Kurt zuckte die Achseln und antwortete gleichmütig:

»Ich fühle nicht die Lust, mich von diesen Leuten erschießen oder aufhängen zu lassen. Ich bin überzeugt, daß es mir gelingen wird, sie zur Räson zu bringen. Allerdings sehe ich mich gezwungen, die Bedingung zu stellen, daß Sie mir den geschriebenen Befehl Miramons mitgeben.« – »Ich denke, daß ich denselben an Eskobedo schicken soll?« – »Der Obergeneral wird ihn noch früh genug erhalten.

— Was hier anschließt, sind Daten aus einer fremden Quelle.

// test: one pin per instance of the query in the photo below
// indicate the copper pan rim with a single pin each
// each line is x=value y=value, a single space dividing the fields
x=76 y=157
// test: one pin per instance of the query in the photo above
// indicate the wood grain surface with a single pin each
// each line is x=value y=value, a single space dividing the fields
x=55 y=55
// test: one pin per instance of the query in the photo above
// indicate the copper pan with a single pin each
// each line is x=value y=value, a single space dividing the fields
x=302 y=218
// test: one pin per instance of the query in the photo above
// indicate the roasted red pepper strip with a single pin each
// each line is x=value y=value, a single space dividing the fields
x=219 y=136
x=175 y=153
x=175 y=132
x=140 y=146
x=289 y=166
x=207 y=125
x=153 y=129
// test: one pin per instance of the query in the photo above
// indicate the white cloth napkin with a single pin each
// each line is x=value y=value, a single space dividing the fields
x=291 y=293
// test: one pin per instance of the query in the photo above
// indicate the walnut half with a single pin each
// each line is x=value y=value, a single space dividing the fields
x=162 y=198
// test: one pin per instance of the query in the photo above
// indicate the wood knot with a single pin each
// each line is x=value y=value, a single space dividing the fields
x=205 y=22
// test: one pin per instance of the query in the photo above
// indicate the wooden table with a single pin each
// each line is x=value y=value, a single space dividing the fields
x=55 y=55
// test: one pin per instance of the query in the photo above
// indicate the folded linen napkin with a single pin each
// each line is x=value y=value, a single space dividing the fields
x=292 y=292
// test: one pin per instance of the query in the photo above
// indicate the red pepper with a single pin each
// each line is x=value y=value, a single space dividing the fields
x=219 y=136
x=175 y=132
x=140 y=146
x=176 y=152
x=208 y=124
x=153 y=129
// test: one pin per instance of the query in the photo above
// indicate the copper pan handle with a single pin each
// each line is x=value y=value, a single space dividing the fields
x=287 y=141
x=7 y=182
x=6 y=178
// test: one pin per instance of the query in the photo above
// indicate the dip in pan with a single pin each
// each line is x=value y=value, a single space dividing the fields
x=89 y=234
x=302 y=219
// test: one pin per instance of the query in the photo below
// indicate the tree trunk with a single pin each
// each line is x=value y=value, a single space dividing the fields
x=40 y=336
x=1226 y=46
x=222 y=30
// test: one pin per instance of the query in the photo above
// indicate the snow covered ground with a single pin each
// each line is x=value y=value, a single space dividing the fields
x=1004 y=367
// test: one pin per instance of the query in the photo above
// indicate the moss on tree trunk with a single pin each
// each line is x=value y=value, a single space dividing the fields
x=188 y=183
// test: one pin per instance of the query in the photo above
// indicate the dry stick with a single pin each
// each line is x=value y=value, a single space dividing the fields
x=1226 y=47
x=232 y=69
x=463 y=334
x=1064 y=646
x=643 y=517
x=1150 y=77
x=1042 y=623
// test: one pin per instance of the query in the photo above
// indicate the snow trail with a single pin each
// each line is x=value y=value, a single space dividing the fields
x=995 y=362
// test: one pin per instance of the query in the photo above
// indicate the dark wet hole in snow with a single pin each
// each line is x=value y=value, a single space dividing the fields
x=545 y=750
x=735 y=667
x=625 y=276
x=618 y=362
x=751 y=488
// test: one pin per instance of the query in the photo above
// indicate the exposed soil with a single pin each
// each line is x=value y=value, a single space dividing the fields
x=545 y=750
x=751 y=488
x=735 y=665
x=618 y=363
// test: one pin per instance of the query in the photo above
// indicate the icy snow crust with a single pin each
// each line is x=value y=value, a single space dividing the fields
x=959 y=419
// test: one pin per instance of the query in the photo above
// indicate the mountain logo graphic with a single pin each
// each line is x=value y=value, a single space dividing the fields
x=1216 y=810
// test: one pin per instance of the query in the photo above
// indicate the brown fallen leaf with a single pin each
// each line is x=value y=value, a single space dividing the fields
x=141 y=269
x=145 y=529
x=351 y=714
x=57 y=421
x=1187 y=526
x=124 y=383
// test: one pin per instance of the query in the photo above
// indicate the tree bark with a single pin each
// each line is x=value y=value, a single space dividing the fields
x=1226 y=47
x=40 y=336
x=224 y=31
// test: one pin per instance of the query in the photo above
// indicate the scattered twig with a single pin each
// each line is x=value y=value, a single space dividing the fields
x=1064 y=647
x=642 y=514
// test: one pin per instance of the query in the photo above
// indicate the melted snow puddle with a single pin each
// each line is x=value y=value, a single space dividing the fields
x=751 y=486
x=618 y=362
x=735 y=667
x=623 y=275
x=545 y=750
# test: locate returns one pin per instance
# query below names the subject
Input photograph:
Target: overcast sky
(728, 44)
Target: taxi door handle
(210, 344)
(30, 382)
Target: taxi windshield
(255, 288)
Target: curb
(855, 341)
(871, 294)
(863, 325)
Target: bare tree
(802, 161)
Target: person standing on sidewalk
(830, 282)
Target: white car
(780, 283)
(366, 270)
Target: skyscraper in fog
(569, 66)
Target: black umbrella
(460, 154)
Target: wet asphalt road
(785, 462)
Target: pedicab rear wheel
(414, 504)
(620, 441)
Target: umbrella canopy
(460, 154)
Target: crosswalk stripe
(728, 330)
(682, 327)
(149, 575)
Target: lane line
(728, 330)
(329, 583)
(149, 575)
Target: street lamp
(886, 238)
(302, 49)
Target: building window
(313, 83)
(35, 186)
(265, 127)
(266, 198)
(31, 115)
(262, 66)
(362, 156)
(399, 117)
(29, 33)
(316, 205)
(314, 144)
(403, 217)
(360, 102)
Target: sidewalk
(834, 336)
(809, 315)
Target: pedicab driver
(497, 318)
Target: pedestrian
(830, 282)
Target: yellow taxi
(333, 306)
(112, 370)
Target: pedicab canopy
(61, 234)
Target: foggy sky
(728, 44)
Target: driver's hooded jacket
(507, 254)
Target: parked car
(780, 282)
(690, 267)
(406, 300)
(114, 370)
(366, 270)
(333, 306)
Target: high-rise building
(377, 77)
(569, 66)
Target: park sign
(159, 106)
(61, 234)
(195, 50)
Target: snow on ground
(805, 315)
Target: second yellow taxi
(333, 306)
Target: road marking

Aber ich sehe ein, daß auch eine Abschrift genügen wird.« – »Sie soll sofort ausgefertigt werden.«

Der General gab einem Offizier den Zettel des feindlichen Generals, der im Augenblick kopiert wurde, während Hernano fortfuhr:

»Was meinen Sie, Señor Helmers, werden zwei Bataillone genügen?« – »Sicher«, antwortete Kurt. »Wählen Sie gute Schützen, und verteilen Sie Fackeln und Raketen, denn jedenfalls werden wir in die Lage kommen, das Terrain erleuchten zu müssen.«

Der General gab die nötigen Befehle, und dann wurde der gefangene Colonel untersucht. Es fand sich nichts Bedeutungsvolles bei ihm; er wurde nach dem Depot transportiert.

Kurze Zeit später befand Kurt sich mit zwei Bataillonen auf dem Marsch, der ohne alles Geräusch ausgeführt wurde. Es war noch nicht zwölf, als sie in der Nähe des Wäldchens ankamen, welches in Zeit von kaum zehn Minuten vollständig umzingelt wurde.

Es war bestimmt worden, daß, wenn Kurt eine Rakete steigen lasse, auch von Seiten der Republikaner rundum mehrere abgebrannt werden sollten, um den Leuten zu beweisen, daß sie wirklich umzingelt seien.